БЕСЕДЫ С ИНТЕРЕСНЫМ ЧЕЛОВЕКОМ

Уставших с дороги Омельченко и Елену поместили в доме, где жил Роман Шухевич. Им отвели ту комнату, где обычно останавливался Ярослав Стецко, – маленькую, с окном, выходившим на огород, разросшийся, словно сад: лето было раннее и жаркое, а в мае прошли хорошие дожди.

Шухевич, как заметил Штирлиц, был с Омельченко почтителен, несколько даже подобострастен, но в глазах его то и дело мелькала особого рода и г р а – такая появляется, если только с врагом говоришь.

Штирлиц решил не мешать Шухевичу и Омельченко: первая беседа самая ответственная, когда притираются разности. Он был убежден, что Омельченко назавтра расскажет ему все с мельчайшими деталями.

Шухевич, начальник воинских соединений Бандеры, был уполномочен вести любые переговоры с представителями других групп националистов.

«Пусть поговорят, – решил Штирлиц, – эта первая их беседа с глазу на глаз поможет мне войти в здешнюю атмосферу».

…А Штирлица на ужин пригласил Оберлендер. На столе был жареный гусь с яблоками, хлеб и бутылка хорошей горилки – немецких наставников снабжали продуктами из краковских армейских складов.

– Не рветесь из этой дыры в Берлин? – спросил Штирлиц.

– Рвусь. Видимо, урбанизм так же едко входит в моральные поры человека, как бензиновая копоть – в поры телесные.

– Урбанизм – это идея, – заметил Штирлиц, – а всякого рода идея порождает антиидею. Не пройдет и десяти лет, как вы станете яростным поклонником деревенской благости.

– Это рискованное утверждение, – ответил Оберлендер. – Прошу к столу, оберштурмбанфюрер.

– Благодарю.

– Начнем с горилки? Я готовлюсь к русской кампании: у них в отличие от нас сначала пьют, потом закусывают.

– Да?

– Да. И это правильней. Алкоголь дает обострение чувственного восприятия. А разве этот жареный гусь не есть сгусток чувств?
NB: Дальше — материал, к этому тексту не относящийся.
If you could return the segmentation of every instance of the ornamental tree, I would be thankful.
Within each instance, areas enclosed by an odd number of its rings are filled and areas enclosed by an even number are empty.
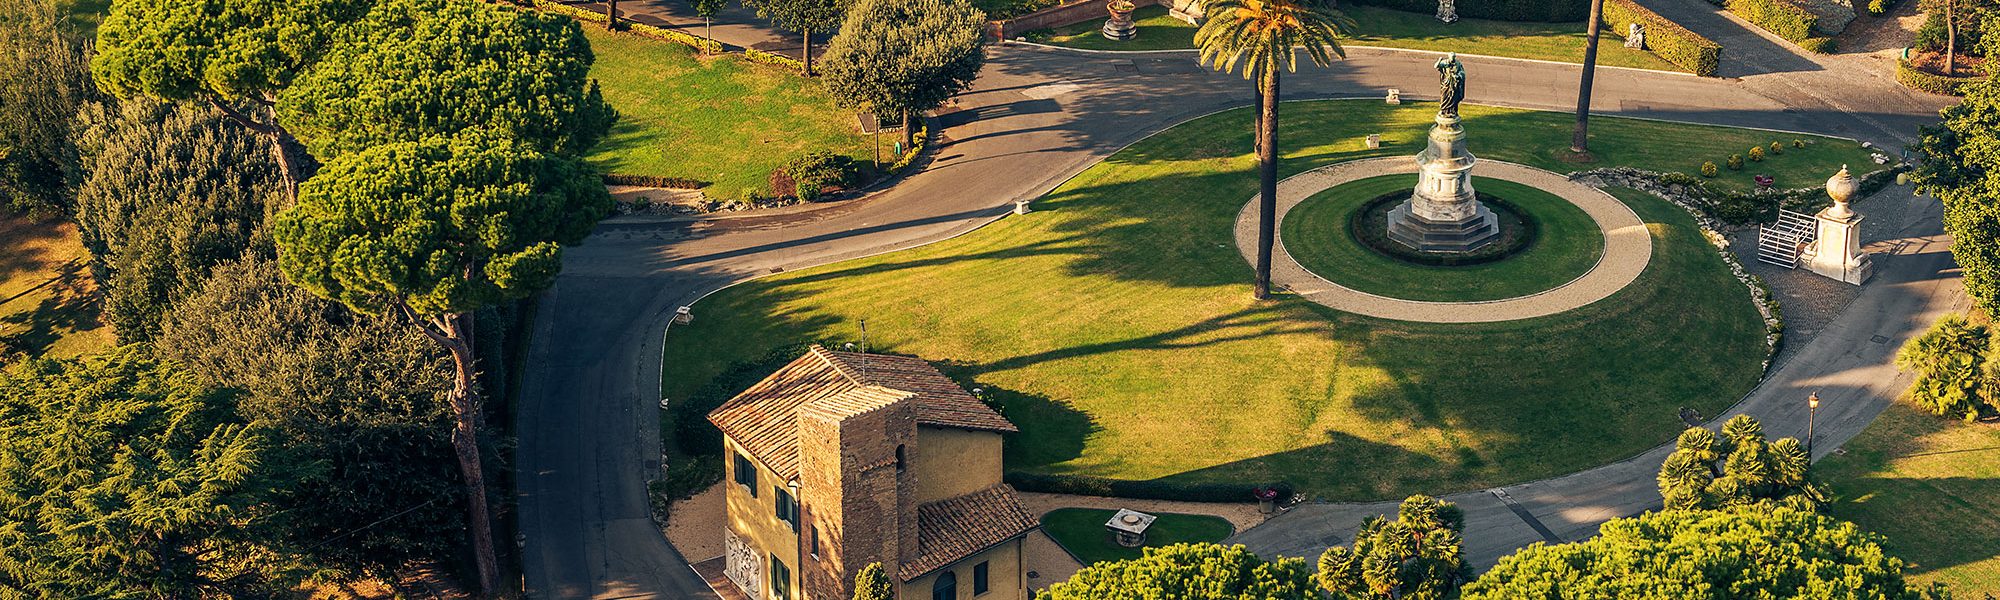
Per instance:
[[[2000,378],[2000,352],[1991,350],[1994,343],[1990,329],[1972,324],[1964,315],[1939,318],[1896,353],[1896,367],[1917,374],[1910,399],[1940,416],[1972,420],[1991,412],[1989,384]]]
[[[270,597],[266,431],[126,346],[0,374],[0,597]]]
[[[1920,192],[1944,204],[1951,256],[1965,292],[1987,314],[2000,314],[2000,86],[1965,86],[1965,99],[1925,126],[1912,173]]]
[[[1265,562],[1241,545],[1174,544],[1147,548],[1139,558],[1101,562],[1049,586],[1040,600],[1238,600],[1311,598],[1305,561]]]
[[[1779,503],[1815,510],[1823,501],[1807,477],[1812,457],[1798,438],[1770,441],[1764,425],[1736,415],[1717,434],[1690,427],[1660,465],[1660,497],[1669,509],[1717,509]]]
[[[1370,517],[1354,546],[1328,548],[1313,581],[1334,598],[1445,600],[1472,580],[1465,562],[1465,512],[1430,496],[1410,496],[1396,520]]]
[[[805,38],[807,77],[813,74],[813,34],[840,27],[841,16],[847,14],[851,4],[853,0],[743,0],[744,6],[757,11],[758,18]]]
[[[97,95],[90,51],[56,0],[0,0],[0,209],[67,210],[76,111]]]
[[[322,160],[469,129],[581,155],[616,113],[590,79],[568,17],[466,0],[382,0],[354,39],[279,97],[278,114]]]
[[[97,30],[97,84],[120,98],[200,102],[272,142],[287,188],[314,164],[270,115],[374,0],[119,0]],[[250,110],[244,109],[249,103]]]
[[[972,85],[986,63],[986,13],[965,0],[860,0],[826,49],[826,87],[851,105],[917,119]]]
[[[889,576],[882,574],[882,563],[868,563],[854,574],[854,600],[896,600]]]
[[[286,278],[368,315],[396,314],[450,353],[452,446],[481,588],[497,565],[479,457],[471,312],[547,288],[562,245],[611,210],[577,161],[469,132],[341,155],[272,227]]]
[[[1606,522],[1597,537],[1536,543],[1465,586],[1518,598],[1948,598],[1853,523],[1790,508],[1669,510]]]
Штирлиц посмотрел на породистое лицо Оберлендера и не сдержался:

– Всякий молодой мыслитель обычно старается утрированно ярко излагать мысль, а сказать-то нечего: философия – наука возраста.

На какое-то мгновение Оберлендер стал словно скованный, даже заметно было, как он напряженно прижал к бокам толстые руки, но потом, расслабившись, резко потянулся к бутылке.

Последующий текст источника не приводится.